Posted: Thu, 11 Oct 2012 13:37
The BBC has announced that it is to review the way it covers religion as part of a wider inquiry into its adherence to impartiality guidelines.
Lord Patten, chairman of the BBC Trust, said this week that the review had been prompted by accusations that the BBC's coverage of world and religious events was not always impartial.
"It's an acceptance that these are areas where people are particularly concerned that we should get it right," Patten told a Broadcasting Press Guild lunch in London. "We've been criticised in those areas and we think it's very important to listen to that criticism, not necessarily because it's right but because it reflects real and interesting concerns."
The independent investigation into the Corporation's coverage of religion, immigration and Europe will be led by former ITV chief executive Stuart Prebble. He will probe whether the BBC gives due weight to opinions in controversial topics – including "Islamophobia" and the EU.
The inquiry will examine whether editorial decisions to include or omit certain perspectives from news coverage have been carefully reached and with consistent judgment across the corporation.
Prebble will investigate whether "due weight" has been given to a range of opinions, but the BBC Trust stressed that minority views should not necessarily be given equal prominence as the prevailing consensus.
Terry Sanderson, President of the National Secular Society – which has been highly critical of the BBC's deferential approach to religion – said: "It is not clear what aspects of religious coverage this review will tackle, but I think it may concentrate on the way the so-called Arab Spring was reported. We hope that this will not be the limit of what is examined."
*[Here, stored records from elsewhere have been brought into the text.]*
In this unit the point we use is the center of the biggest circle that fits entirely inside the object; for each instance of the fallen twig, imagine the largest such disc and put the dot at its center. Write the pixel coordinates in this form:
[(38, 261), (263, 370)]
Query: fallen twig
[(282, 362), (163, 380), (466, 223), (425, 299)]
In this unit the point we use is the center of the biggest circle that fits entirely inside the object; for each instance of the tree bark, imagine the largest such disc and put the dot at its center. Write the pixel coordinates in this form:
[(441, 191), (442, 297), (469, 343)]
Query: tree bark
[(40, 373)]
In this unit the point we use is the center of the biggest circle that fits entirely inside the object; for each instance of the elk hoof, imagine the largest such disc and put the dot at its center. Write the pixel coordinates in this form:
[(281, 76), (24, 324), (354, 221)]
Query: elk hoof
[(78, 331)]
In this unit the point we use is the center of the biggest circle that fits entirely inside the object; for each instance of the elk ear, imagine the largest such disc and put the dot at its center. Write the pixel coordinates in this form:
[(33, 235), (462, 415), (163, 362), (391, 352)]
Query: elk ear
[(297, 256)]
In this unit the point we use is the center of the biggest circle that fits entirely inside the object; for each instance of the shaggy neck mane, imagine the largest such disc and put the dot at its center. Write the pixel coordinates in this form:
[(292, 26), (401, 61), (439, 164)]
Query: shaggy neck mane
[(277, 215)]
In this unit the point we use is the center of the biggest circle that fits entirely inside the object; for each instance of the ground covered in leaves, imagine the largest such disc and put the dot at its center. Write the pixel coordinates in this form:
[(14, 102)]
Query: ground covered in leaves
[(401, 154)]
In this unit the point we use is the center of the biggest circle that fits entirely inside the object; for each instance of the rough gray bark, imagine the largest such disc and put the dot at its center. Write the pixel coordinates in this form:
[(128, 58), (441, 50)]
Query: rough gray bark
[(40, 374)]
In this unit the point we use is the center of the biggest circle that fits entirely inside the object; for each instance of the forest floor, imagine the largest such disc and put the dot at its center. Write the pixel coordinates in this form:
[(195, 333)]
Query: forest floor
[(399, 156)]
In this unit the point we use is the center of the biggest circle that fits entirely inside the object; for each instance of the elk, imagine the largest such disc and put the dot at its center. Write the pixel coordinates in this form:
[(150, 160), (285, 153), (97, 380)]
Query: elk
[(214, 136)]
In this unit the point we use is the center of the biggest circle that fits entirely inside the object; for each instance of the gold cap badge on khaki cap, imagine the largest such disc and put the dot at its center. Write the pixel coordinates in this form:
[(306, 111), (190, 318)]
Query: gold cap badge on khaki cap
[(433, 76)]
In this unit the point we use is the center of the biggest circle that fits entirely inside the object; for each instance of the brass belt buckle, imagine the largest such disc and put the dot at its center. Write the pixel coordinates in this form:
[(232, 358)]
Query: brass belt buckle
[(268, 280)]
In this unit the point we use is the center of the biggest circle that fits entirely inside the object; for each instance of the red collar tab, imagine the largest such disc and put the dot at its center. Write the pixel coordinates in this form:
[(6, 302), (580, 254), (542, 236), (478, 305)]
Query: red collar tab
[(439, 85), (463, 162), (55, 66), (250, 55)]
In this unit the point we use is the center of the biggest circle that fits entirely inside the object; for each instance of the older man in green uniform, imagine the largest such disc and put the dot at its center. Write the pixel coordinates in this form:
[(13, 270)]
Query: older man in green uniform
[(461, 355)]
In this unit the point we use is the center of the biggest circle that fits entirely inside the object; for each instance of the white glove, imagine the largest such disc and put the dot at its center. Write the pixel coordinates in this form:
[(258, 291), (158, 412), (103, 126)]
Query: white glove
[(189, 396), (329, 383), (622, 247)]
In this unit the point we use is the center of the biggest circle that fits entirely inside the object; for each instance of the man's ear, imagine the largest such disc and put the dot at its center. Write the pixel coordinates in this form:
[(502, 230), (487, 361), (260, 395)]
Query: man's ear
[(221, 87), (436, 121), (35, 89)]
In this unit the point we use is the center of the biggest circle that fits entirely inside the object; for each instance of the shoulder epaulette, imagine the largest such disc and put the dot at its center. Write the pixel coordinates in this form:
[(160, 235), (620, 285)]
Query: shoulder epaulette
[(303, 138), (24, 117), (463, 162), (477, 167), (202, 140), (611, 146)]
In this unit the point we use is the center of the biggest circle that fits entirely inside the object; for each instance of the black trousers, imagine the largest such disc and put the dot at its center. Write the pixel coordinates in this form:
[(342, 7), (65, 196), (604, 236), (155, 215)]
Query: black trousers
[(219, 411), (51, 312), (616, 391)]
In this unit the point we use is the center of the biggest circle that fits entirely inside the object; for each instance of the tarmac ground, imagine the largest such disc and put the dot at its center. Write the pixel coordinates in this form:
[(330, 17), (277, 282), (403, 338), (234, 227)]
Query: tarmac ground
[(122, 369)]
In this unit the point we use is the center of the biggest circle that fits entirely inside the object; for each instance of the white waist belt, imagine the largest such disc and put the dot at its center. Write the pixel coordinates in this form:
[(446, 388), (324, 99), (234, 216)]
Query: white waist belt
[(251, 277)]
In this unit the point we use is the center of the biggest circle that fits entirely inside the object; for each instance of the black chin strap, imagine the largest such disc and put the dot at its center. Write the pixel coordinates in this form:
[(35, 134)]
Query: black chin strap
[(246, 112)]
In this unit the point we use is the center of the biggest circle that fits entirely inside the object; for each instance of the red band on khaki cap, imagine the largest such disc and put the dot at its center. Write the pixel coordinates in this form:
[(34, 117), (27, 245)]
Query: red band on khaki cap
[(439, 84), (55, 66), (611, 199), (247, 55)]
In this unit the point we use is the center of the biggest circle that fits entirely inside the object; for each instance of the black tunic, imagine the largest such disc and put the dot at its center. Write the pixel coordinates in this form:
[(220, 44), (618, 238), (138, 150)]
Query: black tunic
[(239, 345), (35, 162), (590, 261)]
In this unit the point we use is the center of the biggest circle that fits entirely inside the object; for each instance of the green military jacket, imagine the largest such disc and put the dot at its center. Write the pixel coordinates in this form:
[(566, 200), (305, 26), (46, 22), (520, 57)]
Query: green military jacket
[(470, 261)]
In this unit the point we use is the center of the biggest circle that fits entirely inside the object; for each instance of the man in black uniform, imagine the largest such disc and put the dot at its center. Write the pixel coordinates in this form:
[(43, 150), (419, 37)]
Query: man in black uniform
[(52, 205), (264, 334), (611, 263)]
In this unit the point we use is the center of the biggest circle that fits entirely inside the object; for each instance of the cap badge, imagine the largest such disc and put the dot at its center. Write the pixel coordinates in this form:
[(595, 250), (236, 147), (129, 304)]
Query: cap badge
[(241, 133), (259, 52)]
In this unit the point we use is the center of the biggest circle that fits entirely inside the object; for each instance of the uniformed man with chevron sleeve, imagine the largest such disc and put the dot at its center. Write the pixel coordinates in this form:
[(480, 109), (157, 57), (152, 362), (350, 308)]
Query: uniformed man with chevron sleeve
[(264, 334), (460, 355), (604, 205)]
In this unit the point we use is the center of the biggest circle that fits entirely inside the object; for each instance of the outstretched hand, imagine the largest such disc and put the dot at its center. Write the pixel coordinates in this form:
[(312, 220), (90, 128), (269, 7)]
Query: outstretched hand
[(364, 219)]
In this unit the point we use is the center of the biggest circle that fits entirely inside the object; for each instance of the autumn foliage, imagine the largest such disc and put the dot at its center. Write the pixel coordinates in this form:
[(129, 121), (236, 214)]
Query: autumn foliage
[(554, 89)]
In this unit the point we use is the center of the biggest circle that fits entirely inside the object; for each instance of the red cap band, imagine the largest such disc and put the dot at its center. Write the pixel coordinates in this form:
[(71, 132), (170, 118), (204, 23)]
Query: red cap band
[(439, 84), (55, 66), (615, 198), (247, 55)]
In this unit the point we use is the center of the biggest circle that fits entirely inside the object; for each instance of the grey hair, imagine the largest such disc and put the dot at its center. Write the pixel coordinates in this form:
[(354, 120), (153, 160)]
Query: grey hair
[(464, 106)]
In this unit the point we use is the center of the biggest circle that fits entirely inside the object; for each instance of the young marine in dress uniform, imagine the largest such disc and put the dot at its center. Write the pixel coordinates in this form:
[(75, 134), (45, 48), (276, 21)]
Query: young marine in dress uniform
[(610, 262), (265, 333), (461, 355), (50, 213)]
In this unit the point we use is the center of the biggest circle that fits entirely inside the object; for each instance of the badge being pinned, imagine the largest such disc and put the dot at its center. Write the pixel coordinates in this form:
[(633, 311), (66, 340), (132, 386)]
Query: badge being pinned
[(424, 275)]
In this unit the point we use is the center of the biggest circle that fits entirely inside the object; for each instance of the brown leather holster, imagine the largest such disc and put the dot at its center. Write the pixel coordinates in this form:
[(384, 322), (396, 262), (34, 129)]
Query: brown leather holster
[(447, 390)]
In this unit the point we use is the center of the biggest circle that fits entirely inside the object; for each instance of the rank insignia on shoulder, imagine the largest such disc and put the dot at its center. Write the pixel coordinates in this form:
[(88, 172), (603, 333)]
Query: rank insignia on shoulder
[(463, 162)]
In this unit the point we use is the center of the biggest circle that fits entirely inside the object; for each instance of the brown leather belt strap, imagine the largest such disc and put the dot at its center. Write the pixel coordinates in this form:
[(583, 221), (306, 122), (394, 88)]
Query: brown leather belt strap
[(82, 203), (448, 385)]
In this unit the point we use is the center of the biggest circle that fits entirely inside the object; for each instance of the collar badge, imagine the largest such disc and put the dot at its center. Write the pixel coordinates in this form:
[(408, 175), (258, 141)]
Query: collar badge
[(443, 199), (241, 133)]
Mr Sanderson said that the Thought for the Day controversy should be re-assessed as part of this review. He also called for the reporting of Robert Piggott, the BBC's religious affairs correspondent, to be looked at. Mr Piggotts's overly deferential approach to religious controversy brings many complaints to the NSS as well as the BBC
Mr Sanderson continued: "The BBC's coverage of the papal visit in 2010 was a prime example of how the corporation gets it wrong in its approach to religious issues. The coverage was disgracefully fawning and wholly disproportionate. Opinion polls showed overwhelming apathy for the visit, making the wall-to-wall coverage over TV and radio completely unjustifiable."
The Pope's arrival was preceded by a visit by the BBC's Director-General, Mark Thompson to the Vatican to plan this jamboree. Mr Thompson is a high profile Catholic, as is the chairman of the BBC Trust, Lord Patten, who acted as spokesman for the papal visit on Newsnight, a performance that can hardly be called impartial.
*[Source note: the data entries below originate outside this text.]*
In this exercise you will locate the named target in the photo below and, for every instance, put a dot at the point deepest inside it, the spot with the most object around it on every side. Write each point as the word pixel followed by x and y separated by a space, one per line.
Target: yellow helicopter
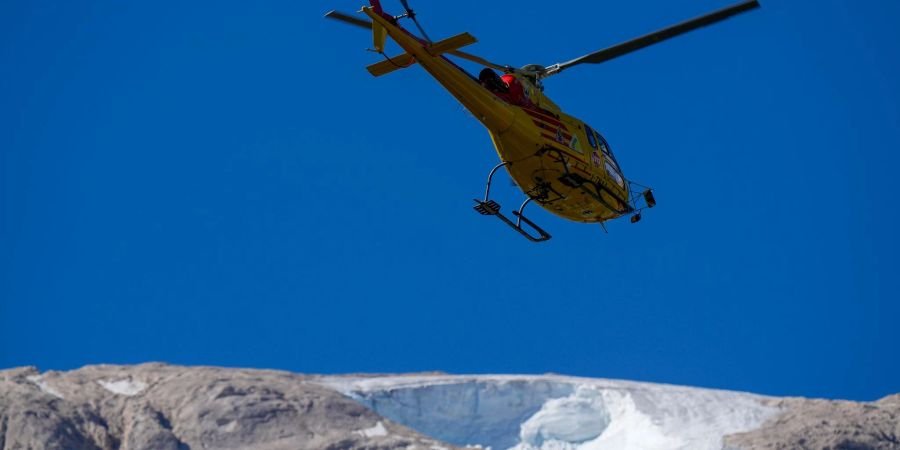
pixel 558 161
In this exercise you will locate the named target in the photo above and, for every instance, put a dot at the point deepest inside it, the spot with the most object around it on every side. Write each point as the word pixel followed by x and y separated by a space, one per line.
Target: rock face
pixel 157 406
pixel 822 424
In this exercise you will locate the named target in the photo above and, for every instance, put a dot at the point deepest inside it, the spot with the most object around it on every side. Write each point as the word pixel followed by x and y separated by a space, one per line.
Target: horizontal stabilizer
pixel 389 65
pixel 452 43
pixel 405 60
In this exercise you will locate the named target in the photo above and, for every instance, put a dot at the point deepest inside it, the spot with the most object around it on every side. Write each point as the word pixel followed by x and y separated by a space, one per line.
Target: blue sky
pixel 223 183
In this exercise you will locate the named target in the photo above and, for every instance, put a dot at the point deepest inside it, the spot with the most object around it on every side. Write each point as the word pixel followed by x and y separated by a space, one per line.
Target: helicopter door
pixel 610 164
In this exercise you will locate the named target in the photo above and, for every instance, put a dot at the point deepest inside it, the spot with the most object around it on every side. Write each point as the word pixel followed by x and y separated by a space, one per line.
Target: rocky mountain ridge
pixel 158 406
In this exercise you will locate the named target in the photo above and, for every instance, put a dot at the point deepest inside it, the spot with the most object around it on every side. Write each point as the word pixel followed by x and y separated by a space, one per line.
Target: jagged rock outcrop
pixel 155 406
pixel 824 424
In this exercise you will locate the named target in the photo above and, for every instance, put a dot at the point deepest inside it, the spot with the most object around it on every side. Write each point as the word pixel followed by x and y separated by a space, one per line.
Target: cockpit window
pixel 590 133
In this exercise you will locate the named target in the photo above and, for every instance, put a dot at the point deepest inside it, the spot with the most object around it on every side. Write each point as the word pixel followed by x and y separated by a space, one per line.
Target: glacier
pixel 553 412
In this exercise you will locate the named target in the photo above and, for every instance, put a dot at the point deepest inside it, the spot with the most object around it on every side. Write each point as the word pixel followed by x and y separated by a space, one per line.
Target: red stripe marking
pixel 545 118
pixel 544 126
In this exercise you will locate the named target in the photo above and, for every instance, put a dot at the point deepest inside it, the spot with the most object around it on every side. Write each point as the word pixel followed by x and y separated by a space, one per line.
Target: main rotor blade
pixel 346 18
pixel 658 36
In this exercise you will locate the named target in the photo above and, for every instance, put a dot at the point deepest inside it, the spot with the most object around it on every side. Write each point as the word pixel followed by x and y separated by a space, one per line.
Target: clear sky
pixel 222 182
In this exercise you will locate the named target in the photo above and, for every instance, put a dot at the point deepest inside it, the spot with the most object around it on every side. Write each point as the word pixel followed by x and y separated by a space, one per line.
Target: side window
pixel 590 133
pixel 606 151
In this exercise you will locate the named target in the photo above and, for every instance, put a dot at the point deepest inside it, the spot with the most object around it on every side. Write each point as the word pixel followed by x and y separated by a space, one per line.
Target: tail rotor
pixel 412 15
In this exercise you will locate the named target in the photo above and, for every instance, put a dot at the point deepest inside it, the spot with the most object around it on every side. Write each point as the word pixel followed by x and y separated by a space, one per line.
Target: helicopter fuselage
pixel 557 160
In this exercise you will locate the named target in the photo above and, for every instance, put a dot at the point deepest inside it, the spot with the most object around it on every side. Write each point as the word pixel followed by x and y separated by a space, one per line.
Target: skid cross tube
pixel 488 207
"Our fear is that the BBC is going to respond to pressure from the Church of England and others for more emphasis on religion on our national broadcaster ", continued Mr Sanderson. "But the corporation already has a dedicated "religion and ethics" department which costs more than £10 million a year to sustain. Its own research shows that the audiences for religious programmes are so small they often cannot even be measured.
"Let us hope that this inquiry will accept that religion is very much a minority interest in Britain and the BBC should let its coverage reflect that."